This month, Boehringer Ingelheim presented data concerning the use of nintedanib in patients with idiopathic pulmonary fibrosis (IPF) at the European Respiratory Society International Congress. Data covered two identical phase 3 trials: INPULSIS-1 and INPULSIS-2.
“These results provide important insight on the effect of nintedanib across the patients studied in the Phase III clinical trials, regardless of baseline lung function,” stated Professor Ulrich Costabel, from Ruhrlandklinik University Hospital in Germany, in a news release following the convention.

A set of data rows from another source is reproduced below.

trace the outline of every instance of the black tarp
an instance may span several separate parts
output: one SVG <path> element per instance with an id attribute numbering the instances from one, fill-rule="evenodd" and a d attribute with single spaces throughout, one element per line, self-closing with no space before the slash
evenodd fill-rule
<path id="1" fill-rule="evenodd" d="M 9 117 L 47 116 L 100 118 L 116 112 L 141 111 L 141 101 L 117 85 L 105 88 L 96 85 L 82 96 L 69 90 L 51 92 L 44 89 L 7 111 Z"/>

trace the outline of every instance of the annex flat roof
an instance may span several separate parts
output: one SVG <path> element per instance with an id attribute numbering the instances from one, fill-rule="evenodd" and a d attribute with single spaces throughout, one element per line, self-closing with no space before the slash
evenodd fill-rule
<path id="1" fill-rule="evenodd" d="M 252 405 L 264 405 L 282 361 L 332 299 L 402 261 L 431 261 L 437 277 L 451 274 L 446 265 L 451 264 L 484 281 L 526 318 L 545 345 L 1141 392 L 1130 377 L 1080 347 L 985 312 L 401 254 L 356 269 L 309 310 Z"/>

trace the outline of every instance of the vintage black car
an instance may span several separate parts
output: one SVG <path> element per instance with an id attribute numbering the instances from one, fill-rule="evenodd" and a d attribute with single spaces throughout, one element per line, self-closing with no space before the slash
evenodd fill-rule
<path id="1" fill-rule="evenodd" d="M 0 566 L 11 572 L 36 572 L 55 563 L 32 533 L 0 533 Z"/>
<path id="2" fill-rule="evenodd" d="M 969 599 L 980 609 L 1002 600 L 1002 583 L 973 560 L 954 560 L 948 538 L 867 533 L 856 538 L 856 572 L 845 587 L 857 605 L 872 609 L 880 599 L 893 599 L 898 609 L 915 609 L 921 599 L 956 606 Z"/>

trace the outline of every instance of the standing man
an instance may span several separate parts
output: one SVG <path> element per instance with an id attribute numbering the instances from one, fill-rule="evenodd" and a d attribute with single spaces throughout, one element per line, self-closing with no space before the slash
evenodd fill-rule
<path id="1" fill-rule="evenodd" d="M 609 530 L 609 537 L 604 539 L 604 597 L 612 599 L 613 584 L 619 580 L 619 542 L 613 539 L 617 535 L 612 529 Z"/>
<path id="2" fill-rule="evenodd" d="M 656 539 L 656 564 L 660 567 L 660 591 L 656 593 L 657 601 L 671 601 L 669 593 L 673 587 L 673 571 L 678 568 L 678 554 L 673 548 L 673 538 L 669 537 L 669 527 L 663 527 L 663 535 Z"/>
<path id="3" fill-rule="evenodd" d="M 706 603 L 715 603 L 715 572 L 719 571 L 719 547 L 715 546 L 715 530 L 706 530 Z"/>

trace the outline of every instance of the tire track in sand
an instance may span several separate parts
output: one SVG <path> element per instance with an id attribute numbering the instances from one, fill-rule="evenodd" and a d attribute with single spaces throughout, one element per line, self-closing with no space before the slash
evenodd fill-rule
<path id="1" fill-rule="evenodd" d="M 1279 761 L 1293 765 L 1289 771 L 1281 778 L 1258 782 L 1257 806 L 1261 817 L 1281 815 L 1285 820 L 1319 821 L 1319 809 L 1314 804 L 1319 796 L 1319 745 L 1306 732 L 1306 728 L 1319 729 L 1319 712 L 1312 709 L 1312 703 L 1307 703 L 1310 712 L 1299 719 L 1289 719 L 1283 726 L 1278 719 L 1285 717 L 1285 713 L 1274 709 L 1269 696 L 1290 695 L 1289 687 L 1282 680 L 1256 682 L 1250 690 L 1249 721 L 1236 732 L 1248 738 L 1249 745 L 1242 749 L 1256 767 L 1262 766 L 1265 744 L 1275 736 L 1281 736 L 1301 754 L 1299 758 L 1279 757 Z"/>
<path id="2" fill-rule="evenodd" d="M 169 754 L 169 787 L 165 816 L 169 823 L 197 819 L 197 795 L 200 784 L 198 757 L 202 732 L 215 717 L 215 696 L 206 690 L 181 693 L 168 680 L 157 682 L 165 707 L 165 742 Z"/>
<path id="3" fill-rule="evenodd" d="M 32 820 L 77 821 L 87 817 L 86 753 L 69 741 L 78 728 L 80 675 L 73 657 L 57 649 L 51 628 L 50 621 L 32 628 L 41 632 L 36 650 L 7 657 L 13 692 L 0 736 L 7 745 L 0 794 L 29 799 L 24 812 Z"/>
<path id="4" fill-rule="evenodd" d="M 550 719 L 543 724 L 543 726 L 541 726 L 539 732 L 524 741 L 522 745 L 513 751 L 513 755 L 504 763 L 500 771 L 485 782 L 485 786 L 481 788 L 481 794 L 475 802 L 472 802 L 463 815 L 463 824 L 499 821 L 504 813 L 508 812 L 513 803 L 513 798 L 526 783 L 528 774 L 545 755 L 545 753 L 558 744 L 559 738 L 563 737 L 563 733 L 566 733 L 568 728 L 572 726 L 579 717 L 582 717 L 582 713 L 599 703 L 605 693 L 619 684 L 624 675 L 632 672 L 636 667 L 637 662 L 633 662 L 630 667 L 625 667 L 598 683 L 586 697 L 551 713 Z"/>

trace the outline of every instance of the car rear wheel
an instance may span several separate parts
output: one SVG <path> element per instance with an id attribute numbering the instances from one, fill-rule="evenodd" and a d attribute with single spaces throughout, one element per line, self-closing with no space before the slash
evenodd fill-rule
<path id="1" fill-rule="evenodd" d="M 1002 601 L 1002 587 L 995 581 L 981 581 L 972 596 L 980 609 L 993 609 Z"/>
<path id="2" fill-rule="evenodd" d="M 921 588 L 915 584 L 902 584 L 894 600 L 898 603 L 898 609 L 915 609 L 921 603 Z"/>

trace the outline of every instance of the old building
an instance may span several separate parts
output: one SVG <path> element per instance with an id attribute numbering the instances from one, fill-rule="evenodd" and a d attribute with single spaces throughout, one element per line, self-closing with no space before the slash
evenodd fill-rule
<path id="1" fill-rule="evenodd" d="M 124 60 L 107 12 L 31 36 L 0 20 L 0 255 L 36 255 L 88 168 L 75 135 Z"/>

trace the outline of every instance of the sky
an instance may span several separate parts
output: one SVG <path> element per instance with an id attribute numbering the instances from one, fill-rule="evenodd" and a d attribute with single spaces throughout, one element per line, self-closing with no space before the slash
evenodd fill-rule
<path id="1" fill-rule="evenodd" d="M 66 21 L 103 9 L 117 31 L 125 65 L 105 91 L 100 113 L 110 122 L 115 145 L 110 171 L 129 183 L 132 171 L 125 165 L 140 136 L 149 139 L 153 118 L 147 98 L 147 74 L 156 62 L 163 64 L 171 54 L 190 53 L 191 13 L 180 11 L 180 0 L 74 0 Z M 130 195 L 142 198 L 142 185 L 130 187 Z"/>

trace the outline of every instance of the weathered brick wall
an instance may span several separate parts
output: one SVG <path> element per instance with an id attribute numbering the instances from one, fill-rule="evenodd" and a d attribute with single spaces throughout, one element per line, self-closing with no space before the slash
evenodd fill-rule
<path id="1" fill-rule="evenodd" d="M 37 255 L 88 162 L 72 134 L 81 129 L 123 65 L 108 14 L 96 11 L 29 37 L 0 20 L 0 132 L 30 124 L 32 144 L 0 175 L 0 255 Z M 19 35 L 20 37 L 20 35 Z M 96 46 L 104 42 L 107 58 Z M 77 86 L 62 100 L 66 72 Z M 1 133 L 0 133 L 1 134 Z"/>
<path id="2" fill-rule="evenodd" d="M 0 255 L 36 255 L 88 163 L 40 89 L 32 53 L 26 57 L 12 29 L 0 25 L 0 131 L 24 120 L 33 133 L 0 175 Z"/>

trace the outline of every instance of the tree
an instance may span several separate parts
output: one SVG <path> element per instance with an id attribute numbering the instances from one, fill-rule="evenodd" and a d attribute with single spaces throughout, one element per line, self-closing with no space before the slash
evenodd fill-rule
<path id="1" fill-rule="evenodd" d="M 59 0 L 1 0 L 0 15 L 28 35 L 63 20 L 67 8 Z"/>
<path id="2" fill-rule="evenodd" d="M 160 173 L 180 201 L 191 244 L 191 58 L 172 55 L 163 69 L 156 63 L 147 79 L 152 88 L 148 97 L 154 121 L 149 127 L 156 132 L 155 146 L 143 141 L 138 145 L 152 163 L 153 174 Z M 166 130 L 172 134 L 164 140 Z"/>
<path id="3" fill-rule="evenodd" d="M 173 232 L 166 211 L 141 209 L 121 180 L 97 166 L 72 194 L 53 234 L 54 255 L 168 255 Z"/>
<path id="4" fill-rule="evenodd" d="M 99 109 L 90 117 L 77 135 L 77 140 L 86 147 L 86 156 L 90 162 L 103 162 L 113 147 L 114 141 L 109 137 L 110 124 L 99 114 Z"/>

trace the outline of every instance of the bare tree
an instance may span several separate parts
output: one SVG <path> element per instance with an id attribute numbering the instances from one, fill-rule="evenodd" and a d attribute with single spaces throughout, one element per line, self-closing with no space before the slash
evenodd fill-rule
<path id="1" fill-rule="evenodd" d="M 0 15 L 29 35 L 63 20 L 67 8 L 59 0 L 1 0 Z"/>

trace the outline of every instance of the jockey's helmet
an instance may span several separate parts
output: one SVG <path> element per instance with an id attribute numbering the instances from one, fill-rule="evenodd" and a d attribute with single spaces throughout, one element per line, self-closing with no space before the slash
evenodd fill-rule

Annual rate of decline in forced vital capacity (FVC) was the main measure used to determine efficacy of nintedanib treatment. Within the two groups of the 1,061 total patients studied in the trials, a significant difference in volume reduction was seen between treatment and placebo. In one group, nintedanib patients saw a reduction of 111.3 mL and placebo patients saw a reduction of 220.3 mL, while in the other group, nintedanib patients saw a reduction of 119.7 mL and placebo patients saw a reduction of 233.2 mL.
Following these positive findings, Tunde Otulana, MD, senior vice president of Clinical Development & Medical Affairs at Boehringer Ingelheim stated, “We are continuing to work closely with the FDA to make nintedanib available to people with IPF.”
Among the requirements from the FDA are data analyses that probe further into results. Three multiple imputation sensitivity analyses were conducted to make up for premature withdrawal of some patients before the 52-week treatment period ended. These analyses are expected to bolster primary and secondary end point results of INPULSIS-1 and INPULSIS-2. “The new sensitivity analyses of the INPULSIS trials provide additional data around the potential efficacy of nintedanib,” said Dr. Otulana.
Also of importance were the additional data concerning safety of nintedanib. Adverse events were similar among patients, with 95.5% of nintedanib-treated and 89.6% of placebo-treated patients experiencing an event. Severe events accounted for 27.3% of ninetedanib-treated and 23.4% of placebo-treated adverse events, and discontinuation rates were 19.3% and 13.0%, respectively.
Overall, INPULSIS-1 and INPULSIS-2 suggest that 150 mg of nintedanib twice daily for one year leads to a lower annual reduction of FVC for patients with IPF. As a small molecule tyrosine kinase inhibitor, it targets growth factors that are implicated in IPF.